John Yang, Le An, Su Inn Park
Unlike other convolutional models that try to ingest the attention module from transformer model, Convolutional Self-Attention (CSA) explicitly finds relationships among features one-to-many with only convolutions in conjunction with simple tensor shape manipulations. As results, CSA operates without bells and hassles in TensorRT’s restricted mode, making it suitable for AV production for safety-critical applications.
We employ the same setup as that in ConvNeXt repository for general usages including training/testing. For details on environment preparation, data download, and training/evaluation scripts, please refer to the original repo for details.
For setting up, firstly git clone ConvNeXt repository and that of ours.
git clone https://github.com/facebookresearch/ConvNeXt.git
git clone https://github.com/NVIDIA/DL4AGX.git
In order to place and set-up Conv-Self-Attention model files within the ConvNeXt implementation, the following commands set up files in the appropriate locations for the training/testing commands to be run.

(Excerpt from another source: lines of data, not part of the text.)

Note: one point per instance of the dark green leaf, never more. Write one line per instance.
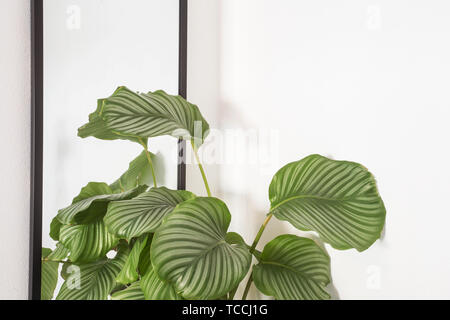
(190, 250)
(60, 253)
(96, 127)
(337, 199)
(91, 209)
(129, 272)
(138, 173)
(156, 289)
(87, 242)
(293, 268)
(55, 227)
(95, 280)
(133, 292)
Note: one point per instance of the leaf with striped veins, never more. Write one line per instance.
(143, 214)
(86, 210)
(190, 250)
(153, 114)
(95, 280)
(293, 268)
(49, 275)
(132, 292)
(337, 199)
(129, 272)
(87, 242)
(139, 173)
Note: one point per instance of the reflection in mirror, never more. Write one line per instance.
(91, 47)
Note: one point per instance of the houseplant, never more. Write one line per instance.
(171, 244)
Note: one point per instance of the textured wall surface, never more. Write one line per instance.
(14, 147)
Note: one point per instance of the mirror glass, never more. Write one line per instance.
(91, 47)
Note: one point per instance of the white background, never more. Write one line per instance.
(358, 80)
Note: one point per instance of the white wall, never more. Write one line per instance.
(360, 80)
(15, 147)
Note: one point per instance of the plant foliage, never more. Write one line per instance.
(171, 245)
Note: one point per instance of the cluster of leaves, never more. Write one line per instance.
(171, 244)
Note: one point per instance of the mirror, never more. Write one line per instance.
(90, 48)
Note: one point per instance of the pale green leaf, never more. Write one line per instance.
(153, 114)
(129, 272)
(337, 199)
(60, 253)
(138, 173)
(96, 127)
(190, 250)
(143, 214)
(87, 242)
(55, 227)
(93, 208)
(293, 268)
(132, 292)
(49, 275)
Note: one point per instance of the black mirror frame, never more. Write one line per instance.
(37, 89)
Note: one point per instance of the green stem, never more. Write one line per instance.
(252, 249)
(149, 159)
(202, 171)
(247, 286)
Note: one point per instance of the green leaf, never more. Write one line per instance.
(60, 253)
(337, 199)
(55, 227)
(96, 127)
(190, 250)
(129, 272)
(143, 214)
(95, 281)
(92, 189)
(49, 275)
(133, 292)
(87, 242)
(156, 289)
(144, 258)
(293, 268)
(138, 173)
(93, 208)
(153, 114)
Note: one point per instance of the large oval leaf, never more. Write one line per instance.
(133, 292)
(96, 127)
(156, 289)
(143, 214)
(337, 199)
(190, 250)
(49, 275)
(293, 268)
(139, 173)
(87, 210)
(87, 242)
(94, 281)
(153, 114)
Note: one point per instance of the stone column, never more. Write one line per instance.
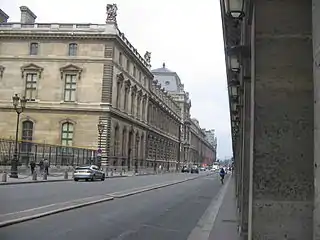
(245, 158)
(282, 191)
(316, 75)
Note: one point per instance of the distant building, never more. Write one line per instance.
(195, 147)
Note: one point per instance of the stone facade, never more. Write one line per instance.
(192, 137)
(271, 77)
(78, 75)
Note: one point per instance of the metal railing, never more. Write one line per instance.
(55, 154)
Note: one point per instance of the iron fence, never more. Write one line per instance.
(56, 155)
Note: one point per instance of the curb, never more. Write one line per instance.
(63, 209)
(154, 187)
(65, 180)
(109, 197)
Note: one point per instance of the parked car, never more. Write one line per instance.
(185, 169)
(194, 169)
(91, 172)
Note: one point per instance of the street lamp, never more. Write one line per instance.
(100, 131)
(234, 63)
(234, 8)
(19, 105)
(233, 86)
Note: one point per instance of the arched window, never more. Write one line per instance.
(124, 142)
(27, 134)
(67, 134)
(27, 130)
(73, 48)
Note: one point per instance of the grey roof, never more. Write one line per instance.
(162, 70)
(167, 78)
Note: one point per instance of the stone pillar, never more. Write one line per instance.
(316, 75)
(282, 167)
(245, 158)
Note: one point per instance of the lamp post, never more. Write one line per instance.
(234, 63)
(100, 131)
(234, 8)
(19, 105)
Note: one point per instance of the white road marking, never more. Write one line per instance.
(206, 222)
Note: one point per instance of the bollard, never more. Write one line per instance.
(4, 177)
(66, 174)
(34, 176)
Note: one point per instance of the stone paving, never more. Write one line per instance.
(226, 223)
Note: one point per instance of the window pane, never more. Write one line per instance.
(67, 95)
(73, 49)
(33, 48)
(72, 96)
(70, 127)
(65, 126)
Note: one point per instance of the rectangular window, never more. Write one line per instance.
(128, 66)
(118, 95)
(120, 58)
(138, 106)
(34, 49)
(125, 102)
(134, 71)
(31, 86)
(73, 48)
(67, 134)
(70, 87)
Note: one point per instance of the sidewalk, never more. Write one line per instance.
(226, 224)
(58, 177)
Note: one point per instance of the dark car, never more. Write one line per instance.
(185, 169)
(195, 169)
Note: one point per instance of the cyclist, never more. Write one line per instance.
(222, 174)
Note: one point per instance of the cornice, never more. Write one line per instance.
(128, 76)
(55, 35)
(55, 59)
(129, 52)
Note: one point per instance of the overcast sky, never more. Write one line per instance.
(187, 36)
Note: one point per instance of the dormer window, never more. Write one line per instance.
(73, 48)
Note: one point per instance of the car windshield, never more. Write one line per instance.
(83, 168)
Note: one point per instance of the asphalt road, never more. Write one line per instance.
(163, 214)
(20, 197)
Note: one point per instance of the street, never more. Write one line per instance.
(20, 197)
(167, 213)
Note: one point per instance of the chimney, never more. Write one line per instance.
(3, 17)
(27, 16)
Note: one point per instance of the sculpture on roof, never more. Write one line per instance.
(147, 57)
(112, 13)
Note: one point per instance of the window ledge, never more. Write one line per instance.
(33, 101)
(71, 103)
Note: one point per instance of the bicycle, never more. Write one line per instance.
(221, 178)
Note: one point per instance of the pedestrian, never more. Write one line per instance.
(32, 166)
(41, 166)
(46, 166)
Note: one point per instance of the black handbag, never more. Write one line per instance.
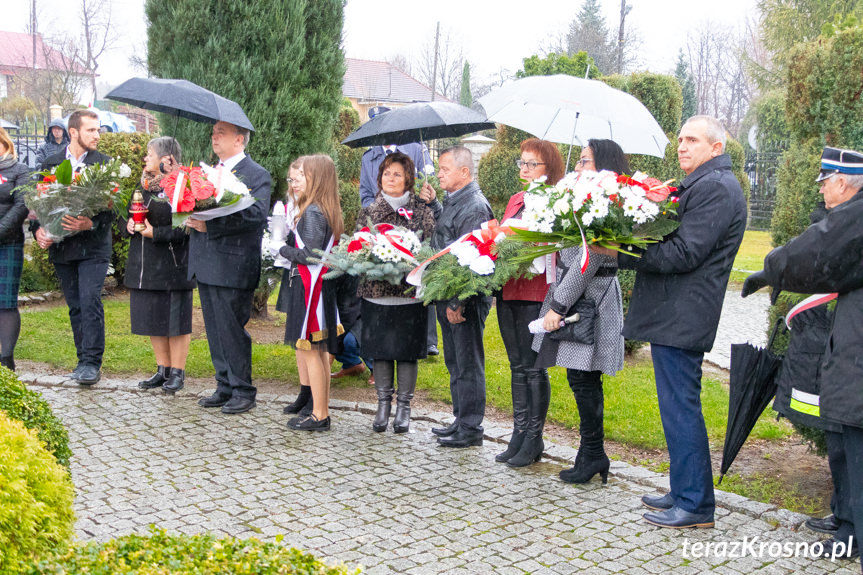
(580, 321)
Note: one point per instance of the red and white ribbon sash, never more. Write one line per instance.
(812, 301)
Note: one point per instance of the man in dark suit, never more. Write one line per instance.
(225, 258)
(81, 260)
(676, 302)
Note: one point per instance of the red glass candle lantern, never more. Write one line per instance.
(138, 210)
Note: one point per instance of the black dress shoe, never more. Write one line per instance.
(677, 518)
(839, 550)
(660, 503)
(827, 524)
(462, 438)
(310, 423)
(446, 431)
(215, 400)
(88, 375)
(238, 405)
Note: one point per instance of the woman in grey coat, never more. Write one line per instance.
(585, 364)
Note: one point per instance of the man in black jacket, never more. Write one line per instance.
(225, 258)
(462, 322)
(828, 258)
(676, 303)
(81, 260)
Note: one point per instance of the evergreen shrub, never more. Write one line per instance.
(36, 497)
(159, 553)
(27, 406)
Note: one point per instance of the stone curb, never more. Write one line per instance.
(558, 453)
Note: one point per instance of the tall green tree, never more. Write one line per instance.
(575, 65)
(279, 59)
(687, 87)
(465, 98)
(589, 33)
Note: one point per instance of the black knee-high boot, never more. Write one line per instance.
(539, 390)
(384, 386)
(520, 415)
(591, 458)
(407, 378)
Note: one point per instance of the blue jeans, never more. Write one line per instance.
(351, 354)
(678, 388)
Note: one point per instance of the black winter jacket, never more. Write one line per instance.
(681, 281)
(160, 263)
(13, 212)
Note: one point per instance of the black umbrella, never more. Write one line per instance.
(180, 98)
(753, 385)
(418, 123)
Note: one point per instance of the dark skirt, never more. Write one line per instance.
(11, 263)
(292, 301)
(394, 332)
(160, 313)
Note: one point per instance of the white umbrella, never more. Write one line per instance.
(570, 110)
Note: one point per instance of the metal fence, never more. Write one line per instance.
(761, 168)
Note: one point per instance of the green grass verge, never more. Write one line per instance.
(631, 411)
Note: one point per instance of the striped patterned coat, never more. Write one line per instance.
(606, 353)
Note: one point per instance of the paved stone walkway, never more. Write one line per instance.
(742, 320)
(390, 503)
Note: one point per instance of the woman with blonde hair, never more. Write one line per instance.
(13, 212)
(313, 323)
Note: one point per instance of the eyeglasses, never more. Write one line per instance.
(529, 165)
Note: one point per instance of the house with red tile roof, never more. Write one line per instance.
(369, 83)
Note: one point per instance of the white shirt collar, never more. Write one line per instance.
(76, 162)
(232, 162)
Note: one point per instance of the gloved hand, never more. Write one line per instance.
(274, 247)
(754, 283)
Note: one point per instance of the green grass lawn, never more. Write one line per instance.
(631, 412)
(750, 257)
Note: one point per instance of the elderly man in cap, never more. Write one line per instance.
(676, 302)
(225, 258)
(828, 258)
(372, 160)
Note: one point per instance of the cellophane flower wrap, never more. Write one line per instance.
(63, 192)
(205, 191)
(380, 252)
(600, 208)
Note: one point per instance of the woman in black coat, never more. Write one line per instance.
(13, 212)
(156, 273)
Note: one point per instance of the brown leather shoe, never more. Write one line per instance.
(355, 370)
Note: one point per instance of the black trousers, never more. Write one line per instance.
(226, 312)
(464, 356)
(81, 282)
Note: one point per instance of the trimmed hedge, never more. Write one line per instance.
(27, 406)
(160, 554)
(36, 497)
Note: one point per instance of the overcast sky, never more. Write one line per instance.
(494, 34)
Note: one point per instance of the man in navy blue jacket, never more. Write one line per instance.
(676, 302)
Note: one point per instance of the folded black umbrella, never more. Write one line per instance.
(418, 123)
(180, 98)
(753, 385)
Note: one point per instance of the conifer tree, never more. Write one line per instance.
(279, 59)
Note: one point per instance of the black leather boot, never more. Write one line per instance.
(520, 407)
(175, 380)
(304, 397)
(591, 458)
(8, 361)
(407, 385)
(539, 390)
(157, 379)
(384, 374)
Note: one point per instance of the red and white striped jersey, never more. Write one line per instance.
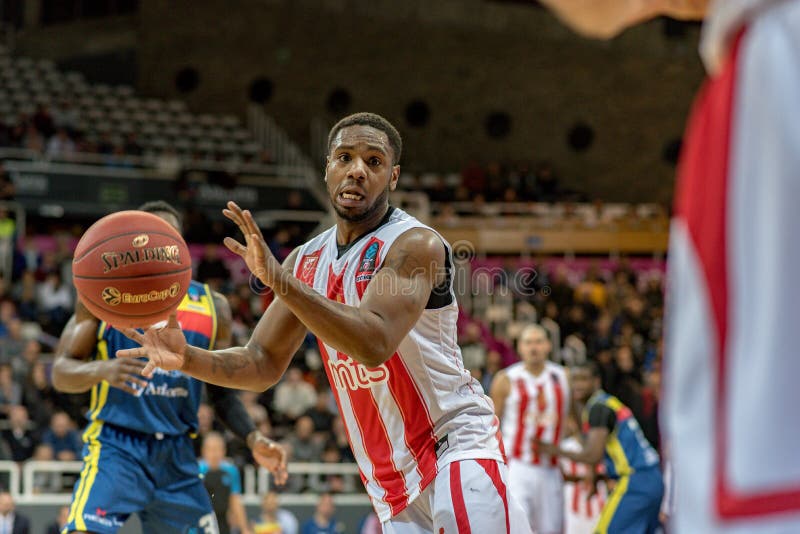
(576, 502)
(535, 409)
(420, 410)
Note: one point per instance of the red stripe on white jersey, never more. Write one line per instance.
(521, 415)
(417, 423)
(541, 405)
(559, 414)
(456, 492)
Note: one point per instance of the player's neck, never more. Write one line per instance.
(535, 368)
(348, 231)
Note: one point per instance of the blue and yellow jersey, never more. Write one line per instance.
(169, 403)
(627, 450)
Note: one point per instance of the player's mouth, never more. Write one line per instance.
(350, 198)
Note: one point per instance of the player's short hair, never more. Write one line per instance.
(375, 121)
(591, 366)
(161, 206)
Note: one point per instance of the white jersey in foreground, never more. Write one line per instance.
(421, 410)
(731, 364)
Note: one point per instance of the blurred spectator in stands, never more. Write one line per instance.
(11, 521)
(38, 395)
(323, 521)
(293, 395)
(473, 349)
(331, 483)
(24, 294)
(60, 521)
(55, 302)
(273, 519)
(547, 187)
(20, 438)
(62, 437)
(10, 390)
(340, 438)
(66, 116)
(473, 177)
(43, 121)
(320, 413)
(211, 269)
(132, 146)
(7, 190)
(33, 139)
(370, 524)
(12, 344)
(224, 485)
(60, 145)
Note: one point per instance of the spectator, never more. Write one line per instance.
(320, 413)
(212, 269)
(62, 437)
(11, 522)
(221, 479)
(60, 522)
(60, 145)
(10, 390)
(293, 395)
(19, 437)
(323, 520)
(274, 520)
(55, 302)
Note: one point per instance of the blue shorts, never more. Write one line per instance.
(127, 472)
(632, 508)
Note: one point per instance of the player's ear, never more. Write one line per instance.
(395, 176)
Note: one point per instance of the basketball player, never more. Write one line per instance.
(138, 453)
(531, 399)
(613, 434)
(376, 290)
(730, 397)
(582, 503)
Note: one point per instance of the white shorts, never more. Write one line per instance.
(468, 496)
(540, 491)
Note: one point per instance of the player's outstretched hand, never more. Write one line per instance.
(164, 346)
(269, 455)
(255, 252)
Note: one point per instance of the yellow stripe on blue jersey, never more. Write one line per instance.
(169, 402)
(626, 448)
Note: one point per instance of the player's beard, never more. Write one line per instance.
(357, 216)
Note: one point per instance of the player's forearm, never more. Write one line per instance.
(247, 368)
(604, 19)
(360, 334)
(75, 376)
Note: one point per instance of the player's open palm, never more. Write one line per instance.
(271, 456)
(255, 251)
(163, 346)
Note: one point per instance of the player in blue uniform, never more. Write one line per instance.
(138, 451)
(613, 435)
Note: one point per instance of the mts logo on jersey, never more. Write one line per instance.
(349, 374)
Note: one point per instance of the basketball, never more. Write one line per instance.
(131, 269)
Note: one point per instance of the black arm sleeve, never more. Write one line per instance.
(601, 415)
(230, 410)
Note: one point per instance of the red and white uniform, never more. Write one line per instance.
(581, 512)
(413, 416)
(536, 408)
(731, 366)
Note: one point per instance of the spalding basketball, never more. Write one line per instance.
(131, 269)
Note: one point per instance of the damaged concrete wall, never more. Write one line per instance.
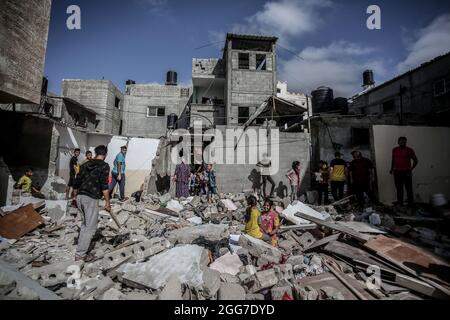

cp your/path/to/DL4AGX/ConvSelfAttention/convselfattn.py your/path/to/ConvNeXt/models
cp your/path/to/DL4AGX/ConvSelfAttention/implement_CSA.py your/path/to/ConvNeXt/
cd ConvNeXt
Once copying required files in the ConvNeXt repository, make sure the files in this git are located in the following directories of ConvNeXt:
ConvNeXt
├ models
│ ...
│ └ convselfattn.py
├ object_detection
├ semantic_segmentation
│ ...
└ implement_CSA.py
Then, run the following command in order for main.py
to include the newly implemented files:
python implement_CSA.py
For training the network with CSA modules,
we established the distributed training via bcprun
with NVIDIA Base Command Platform.
The training was dones with 2 8-GPU nodes updating every 2 epochs to follow the original training criterion of ConvNeXt's batch_size=4096
.
bcprun --nnodes 2 --npernode 8 --cmd 'python main.py --model convselfattn --drop_path 0.1 \
--lr 4e-3 --batch_size 128 --update_freq 2 --use_amp True --model_ema true \
--model_ema_eval false --data_path your/path/to/dataset/ \
--output_dir /results --sync_BN True --warmup_epochs 20 --epochs 300'
Once the training is done, we provide an example evaluation command for a ImageNet-1K pre-trained CSA Network:
python main.py --model convselfattn --eval true --resume your/path/to/trained_model.pth
Our CSA network should give Top-1 accuracy of 81.30%
for FP32 inferences if trained properly with the training command above.
The provided code can be used for research or other non-commercial purposes. For details please check the LICENSE file.